Choose backup destination and compression

Scheduling Automated Backup in WordPress using BackWPup

Click on Schedule tab and choose how often do you want to backup your site. You can schedule it to run monthly, weekly, or daily basis by choosing WordPress Cron option. Alternatively, you can choose to manually run the job, so that you can create on-demand backups of your site. For advance level users there are more choices like using a URL to start the job externally using some other software or starting the job using WP-CLI, a command line interface for WordPress. For beginner level users we would highly recommend scheduling a daily or weekly backup by choosing WordPres Cron option.
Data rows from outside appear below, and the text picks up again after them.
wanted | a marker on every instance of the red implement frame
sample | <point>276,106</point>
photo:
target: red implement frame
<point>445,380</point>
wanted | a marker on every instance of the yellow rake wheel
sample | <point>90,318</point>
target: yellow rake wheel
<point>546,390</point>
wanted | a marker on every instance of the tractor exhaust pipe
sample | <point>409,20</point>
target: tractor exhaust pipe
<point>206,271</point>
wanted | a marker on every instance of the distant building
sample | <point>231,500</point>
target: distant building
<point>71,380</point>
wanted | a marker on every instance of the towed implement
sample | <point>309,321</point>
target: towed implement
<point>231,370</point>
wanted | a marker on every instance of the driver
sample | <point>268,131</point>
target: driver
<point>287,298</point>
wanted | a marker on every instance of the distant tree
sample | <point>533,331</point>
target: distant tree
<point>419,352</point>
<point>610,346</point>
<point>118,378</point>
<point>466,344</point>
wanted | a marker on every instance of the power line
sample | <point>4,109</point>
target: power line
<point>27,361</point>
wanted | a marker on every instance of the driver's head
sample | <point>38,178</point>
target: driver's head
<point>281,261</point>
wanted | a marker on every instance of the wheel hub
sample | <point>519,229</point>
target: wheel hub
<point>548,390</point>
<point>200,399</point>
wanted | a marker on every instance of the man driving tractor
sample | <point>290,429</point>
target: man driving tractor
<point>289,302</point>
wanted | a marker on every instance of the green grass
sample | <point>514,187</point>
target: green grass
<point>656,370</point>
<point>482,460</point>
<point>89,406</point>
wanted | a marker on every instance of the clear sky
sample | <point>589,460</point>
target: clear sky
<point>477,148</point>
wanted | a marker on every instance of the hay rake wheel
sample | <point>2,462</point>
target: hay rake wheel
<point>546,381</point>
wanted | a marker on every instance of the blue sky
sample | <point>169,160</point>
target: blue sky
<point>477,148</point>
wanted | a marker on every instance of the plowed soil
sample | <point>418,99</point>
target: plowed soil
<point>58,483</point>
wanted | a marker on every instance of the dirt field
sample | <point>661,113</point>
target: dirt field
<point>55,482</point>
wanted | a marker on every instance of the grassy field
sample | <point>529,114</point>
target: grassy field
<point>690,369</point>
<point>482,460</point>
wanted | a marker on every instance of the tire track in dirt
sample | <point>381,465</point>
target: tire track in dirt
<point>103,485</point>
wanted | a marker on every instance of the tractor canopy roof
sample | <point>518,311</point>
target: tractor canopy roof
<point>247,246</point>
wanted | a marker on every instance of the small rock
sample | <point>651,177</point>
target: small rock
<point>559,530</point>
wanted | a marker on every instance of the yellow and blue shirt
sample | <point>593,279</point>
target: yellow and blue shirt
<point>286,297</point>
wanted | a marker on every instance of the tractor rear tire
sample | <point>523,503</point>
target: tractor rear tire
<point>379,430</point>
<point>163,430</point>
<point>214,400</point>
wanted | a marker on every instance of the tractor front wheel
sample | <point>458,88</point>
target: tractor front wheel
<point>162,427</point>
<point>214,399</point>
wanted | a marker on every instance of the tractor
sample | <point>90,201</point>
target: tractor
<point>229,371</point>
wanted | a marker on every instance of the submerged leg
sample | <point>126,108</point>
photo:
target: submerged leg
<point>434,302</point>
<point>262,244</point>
Scheduling automatic backups in WordPress using BackWPup

What to Backup?

Click on DB Backup tab to select which tables you want to be included in the backup. Sometimes WordPress plugins create their own tables into your database, most of the time this data is not crucial and you may not need it. Unchecking these tables will reduce your backup size. However if you don’t know what you are doing, then keep all tables selected.

Select or exclude tables from backup job

Under the Files tab you can select which directories and files you want to include in the backup job. We would recommend that you do not backup core WordPress files. Instead, only backup your wp-content/uploads folder. Uncheck Backup root folder. Exclude any folders in wp-content folder that you don’t want. For example, sometimes plugins will create their own directories inside wp-content folder to store plugin data. You can exclude these folders if you want.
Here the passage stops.